Omicidio colposo. Questa l’ipotesi di reato formulata dalla procura di Termini Imerese per fare luce sulla morte del 29enne Chieb Hamrouni. Tunisino ma residente a Marsala, è uno degli uomini chiave del processo scaturito dall’operazione Scorpion Fish che ha scoperchiato un vasto traffico di migranti e sigarette dalla Tunisia alla Sicilia. Il cadavere del 29enne è stato ritrovato domenica mattina all’interno della sua cella nella casa circondariale di Termini Imerese dove si trovava rinchiuso, dallo scorso mese di marzo, dopo il trasferimento in seguito alle proteste scoppiate nel carcere Pietro Cerulli di Trapani.

 Chieb Hamrouni

Hamrouni era stato condannato in Appello a sei anni e sei mesi di reclusione per traffico di migranti e sigarette. Subito dopo la condanna, aveva cominciato a collaborare con i magistrati della Direzione distrettuale antimafia di Palermo, fornendo importanti dichiarazioni che hanno portato alle operazioni Scorpion Fish 2 e Scorpion Fish 3. Nella notte tra sabato e domenica il decesso. Secondo quanto riferito dalla direzione dell’istituto penitenziario al difensore Fabio Sammartano, il 29enne sarebbe morto a causa di un arresto cardiaco. Versione diversa quella fornita invece alla sorella di Hamrouni. «A lei – dice l’avvocato – è stato comunicato che Chaieb è morto in seguito a una aggressione. Tutti muoiono di arresto cardio-circolatorio, adesso è importante capire cosa lo ha causato». 

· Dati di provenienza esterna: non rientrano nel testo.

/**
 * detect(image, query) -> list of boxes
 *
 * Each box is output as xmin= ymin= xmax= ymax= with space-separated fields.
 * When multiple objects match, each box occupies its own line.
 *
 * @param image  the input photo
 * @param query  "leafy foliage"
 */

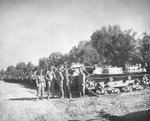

Ai magistrati della Dda e agli uomini della guardia di finanza, Hamrouni aveva raccontato tutti i particolari del modus operandi dell’organizzazione criminale che organizzava i viaggi tra la Tunisia e la Sicilia utilizzando dei grossi gommoni. A capo del sodalizio criminale, secondo il racconto del 29enne ci sarebbe stato Ltaief Mongi, anche lui arrestato nel corso dell’operazione Scorpion Fish del 2019. Hamrouni aveva raccontato anche di avere fatto da scafista in almeno due occasioni e di avere ricevuto 2500 euro di compenso a viaggio. Ai magistrati aveva anche confidato di aver paura per la sua vita e quella di sua figlia dopo le minacce subite proprio da Mongi al quale aveva confidato le intenzioni di collaborare con la giustizia. Le prime risposte sulle cause e le dinamiche della morte Hamrouni potrebbero arrivare dall’autopsia che è stata fissata per oggi pomeriggio al policlinico Paolo Giaccone di Palermo come disposto dal procuratore di Termini Imerese Giacomo Barbara.